[Devel] [PATCH vz10 7/7] fs/proc, ve: add per-VE ve.proc_permissions
Mirian Shilakadze
mirian.shilakadze at virtuozzo.com
Sun Jun 28 12:26:05 MSK 2026
Add a per-VE allowlist of /proc paths exposed through the cgroup file
ve.proc_permissions, the procfs counterpart of ve.sysfs_permissions.
Each proc_dir_entry gains a kmapset map keyed by VE (proc_perms_key on
ve_struct), so the single shared proc tree yields per-VE answers.
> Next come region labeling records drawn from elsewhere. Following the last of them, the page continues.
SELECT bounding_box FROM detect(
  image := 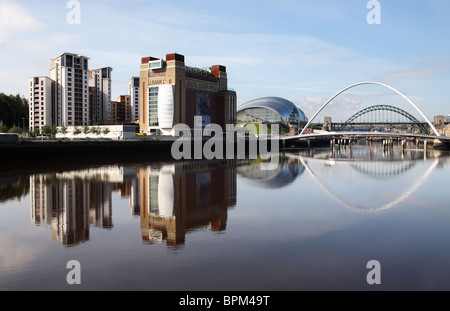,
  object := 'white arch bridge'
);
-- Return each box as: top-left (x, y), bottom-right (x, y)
top-left (280, 81), bottom-right (450, 144)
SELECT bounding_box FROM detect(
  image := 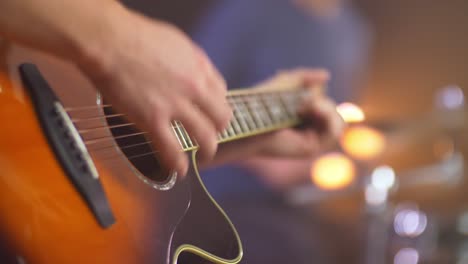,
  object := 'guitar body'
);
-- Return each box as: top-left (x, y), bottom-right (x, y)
top-left (0, 40), bottom-right (242, 264)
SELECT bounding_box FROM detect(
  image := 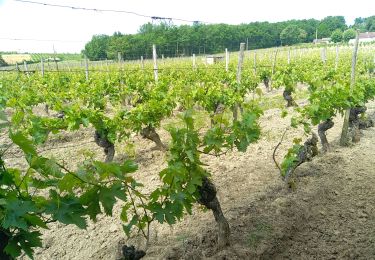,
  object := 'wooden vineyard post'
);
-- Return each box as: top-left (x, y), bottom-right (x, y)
top-left (152, 44), bottom-right (158, 82)
top-left (335, 45), bottom-right (339, 71)
top-left (85, 55), bottom-right (89, 81)
top-left (23, 60), bottom-right (29, 72)
top-left (225, 48), bottom-right (229, 72)
top-left (40, 58), bottom-right (44, 77)
top-left (233, 43), bottom-right (245, 122)
top-left (321, 47), bottom-right (327, 65)
top-left (270, 48), bottom-right (279, 90)
top-left (141, 56), bottom-right (145, 69)
top-left (23, 60), bottom-right (29, 77)
top-left (117, 52), bottom-right (122, 63)
top-left (254, 51), bottom-right (257, 74)
top-left (340, 30), bottom-right (359, 146)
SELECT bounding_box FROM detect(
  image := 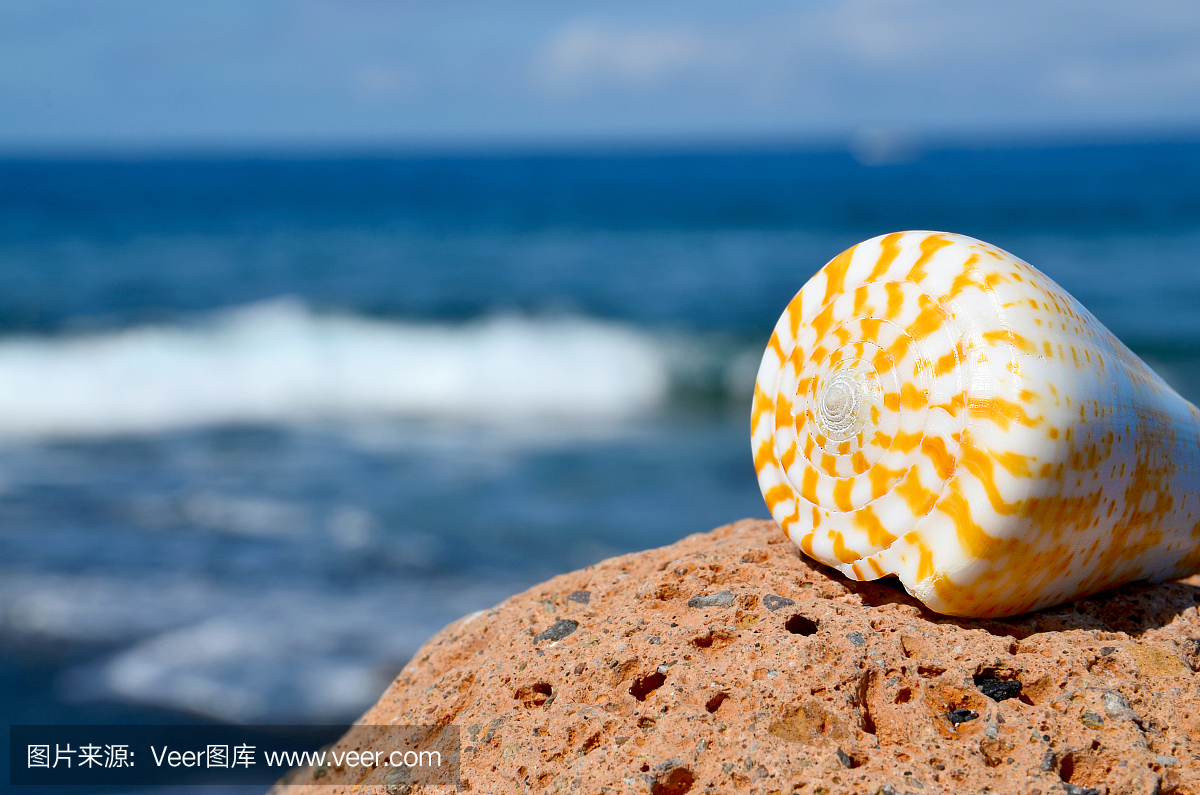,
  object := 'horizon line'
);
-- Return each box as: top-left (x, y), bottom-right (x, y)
top-left (0, 126), bottom-right (1200, 166)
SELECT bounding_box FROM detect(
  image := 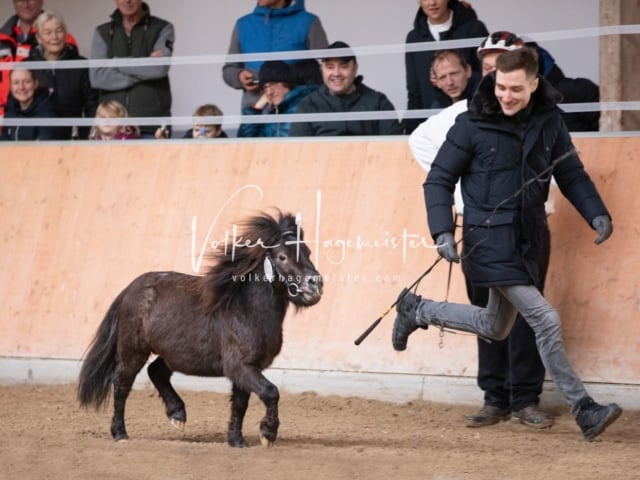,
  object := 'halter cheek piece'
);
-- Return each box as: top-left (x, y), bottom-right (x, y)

The
filesystem agnostic leaf logic is reused from fs/ve_perms.c, this commit
adds the proc tree walk, the locking, and the VFS hooks: visibility in
proc_lookup_de/proc_readdir_de and a .permission inode op.
Paths are written relative to the proc root like sysfs, path mask where
mask is r/w/x or - to remove. The host (ve0) is unaffected and an empty
list exposes nothing extra. The lock-free readers load the map under rcu
against the writer's copy-on-write swap, and the seq read is serialised
against the writer by proc_perms_mutex.
Signed-off-by: Mirian Shilakadze <mirian.shilakadze at virtuozzo.com>
---
fs/proc/Makefile | 1 +
fs/proc/generic.c | 48 ++++++-
fs/proc/inode.c | 2 +
fs/proc/internal.h | 25 ++++
fs/proc/root.c | 1 +
fs/proc/ve.c | 345 +++++++++++++++++++++++++++++++++++++++++++++
include/linux/ve.h | 1 +
kernel/ve/ve.c | 7 +
8 files changed, 423 insertions(+), 7 deletions(-)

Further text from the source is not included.